A "conga-line of informants" is the only new evidence against Domenic Perre, the man charged over the 1994 bombing of the National Crime Authority office in Adelaide, a court has heard.
Perre, 61, is charged with murder and attempted murder in relation to the bombing which claimed the life of Detective Sergeant Geoffrey Bowen and injured lawyer Peter Wallis.
He appeared before Adelaide Magistrates Court by video link on Monday where defence counsel asked for subpoenas to be issued seeking information from the correctional services department and police.
Arguing in support of his applications, Gilbert Aitken said the subpoena for the department related to evidence from seven people who had alleged Perre made admissions about the bombing to them.
But he said the "conga-line of informants" were all "motivated by self-interest and were unconstrained by morality".
"They are as likely as unlikely to tell the truth depending on where their self-interest lies," Mr Aitken said.
He said access to the material was "fundamental" to Perre's right to a fair trial and that some of the informants had "absolutely no connection to the accused".
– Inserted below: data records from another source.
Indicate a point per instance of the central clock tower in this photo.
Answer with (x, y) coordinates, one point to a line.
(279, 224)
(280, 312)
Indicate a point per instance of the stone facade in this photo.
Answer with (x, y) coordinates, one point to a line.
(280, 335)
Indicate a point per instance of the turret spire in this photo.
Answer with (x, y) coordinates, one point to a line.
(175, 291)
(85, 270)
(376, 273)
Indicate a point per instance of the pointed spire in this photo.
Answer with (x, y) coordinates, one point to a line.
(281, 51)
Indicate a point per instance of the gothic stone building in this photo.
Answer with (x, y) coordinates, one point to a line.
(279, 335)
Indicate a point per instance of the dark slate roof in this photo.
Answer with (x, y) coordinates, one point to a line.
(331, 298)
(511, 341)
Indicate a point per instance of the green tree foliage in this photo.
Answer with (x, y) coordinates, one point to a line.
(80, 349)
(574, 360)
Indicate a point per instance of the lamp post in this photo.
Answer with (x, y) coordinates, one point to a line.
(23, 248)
Mr Aitken pointed to issues with other cases where jailhouse informants were involved, including those associated with the Lawyer X scandal in Victoria.
The court also heard on Monday two of the seven informants had since died.
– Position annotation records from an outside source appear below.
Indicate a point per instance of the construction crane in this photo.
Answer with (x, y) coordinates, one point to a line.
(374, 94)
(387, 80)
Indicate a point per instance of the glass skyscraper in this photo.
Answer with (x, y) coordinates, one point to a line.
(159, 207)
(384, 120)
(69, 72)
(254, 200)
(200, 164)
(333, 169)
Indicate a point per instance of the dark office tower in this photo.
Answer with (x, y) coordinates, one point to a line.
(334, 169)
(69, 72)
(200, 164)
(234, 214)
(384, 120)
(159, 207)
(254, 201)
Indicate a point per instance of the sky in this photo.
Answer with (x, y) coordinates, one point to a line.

Magistrate Greg Fisher said he had no issue with the application for information from police but questioned the value and scope of the request to the department.
He said seeking all the department's files in relation to specific individuals, including some going back decades, could include totally irrelevant material.
He will rule on whether to allow that subpoena on a date to be fixed.
Perre was arrested last year following a joint investigation, lasting more than two years, by a number of state and federal authorities including the Australian Criminal Intelligence Commission.
He had been charged shortly after the bombing but the charges were later withdrawn.
The NCA bombing has been one of South Australia's highest-profile cases, with a $1 million reward offered in 2008 for information leading to the conviction of the person or people responsible.
Perre is yet to enter pleas to the charges and remains in custody.